A Golden Opportunity to Take a Position?

As of December, the chart for Changyou shows the share price taking a dip as investors got into the spirit of tax selling season.

Chart provided courtesy of Finviz

With Stockflare citing an expected return of 3% per annum coupled with an analyst recommendation to "hold," this is a stock that has fairly limited risks attached to it even if mobile gaming fails to take off as expected.

That being said, for the reasons I've already given there are very good reasons to believe that Changyou has what it takes to outperform expectations.

If you got in early with this stock, then you definitely want to hold.
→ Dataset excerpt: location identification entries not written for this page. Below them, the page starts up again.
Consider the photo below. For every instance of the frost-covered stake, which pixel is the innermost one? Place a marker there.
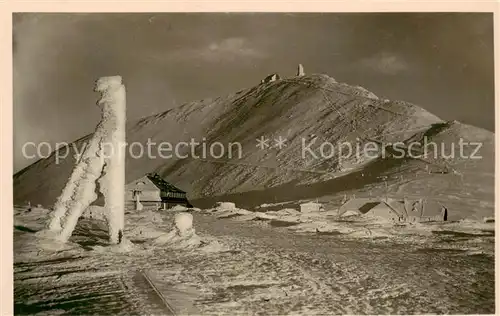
(300, 71)
(103, 161)
(183, 223)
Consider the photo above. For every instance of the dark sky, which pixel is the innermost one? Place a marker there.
(440, 61)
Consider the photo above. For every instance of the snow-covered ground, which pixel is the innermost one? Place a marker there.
(241, 262)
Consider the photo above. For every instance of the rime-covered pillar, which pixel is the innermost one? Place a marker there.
(300, 70)
(112, 182)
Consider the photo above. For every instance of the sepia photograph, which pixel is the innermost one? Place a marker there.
(253, 163)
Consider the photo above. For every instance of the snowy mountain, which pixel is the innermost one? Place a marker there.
(313, 112)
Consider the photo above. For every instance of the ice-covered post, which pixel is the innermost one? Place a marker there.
(300, 71)
(102, 161)
(112, 183)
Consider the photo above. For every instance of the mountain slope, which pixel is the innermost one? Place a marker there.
(311, 110)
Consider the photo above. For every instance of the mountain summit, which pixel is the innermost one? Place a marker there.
(282, 141)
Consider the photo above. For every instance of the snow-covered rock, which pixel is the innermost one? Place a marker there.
(310, 207)
(183, 222)
(225, 205)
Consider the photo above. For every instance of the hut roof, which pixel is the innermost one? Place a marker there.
(163, 185)
(363, 205)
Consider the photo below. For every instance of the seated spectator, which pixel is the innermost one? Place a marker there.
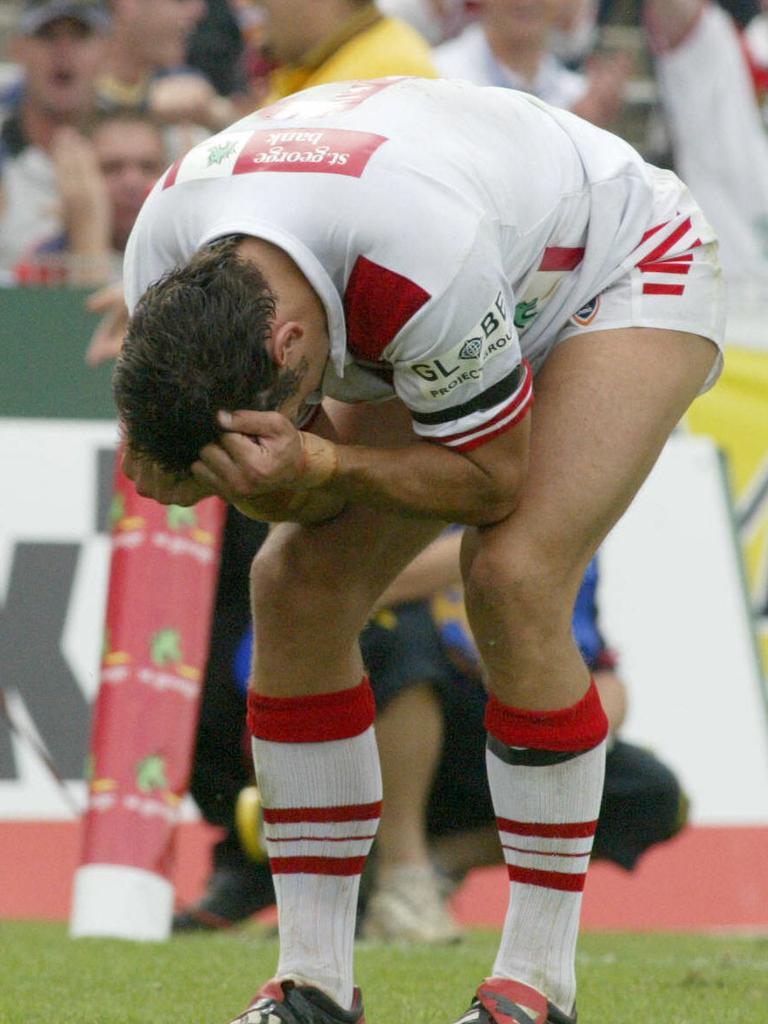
(58, 46)
(144, 69)
(510, 46)
(436, 20)
(103, 179)
(712, 79)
If you're looking for an entry, it may be worth your while to take advantage of the lower share prices or to enter shortly before the next batch of games are scheduled for release.

It's not every day that a company in a shrinking market becomes an interesting investment, but Changyou is a company that seems to be full of surprises.

Disclosure: I/we have no positions in any stocks mentioned, and no plans to initiate any positions within the next 72 hours.

I wrote this article myself, and it expresses my own opinions. I am not receiving compensation for it (other than from Seeking Alpha). I have no business relationship with any company whose stock is mentioned in this article.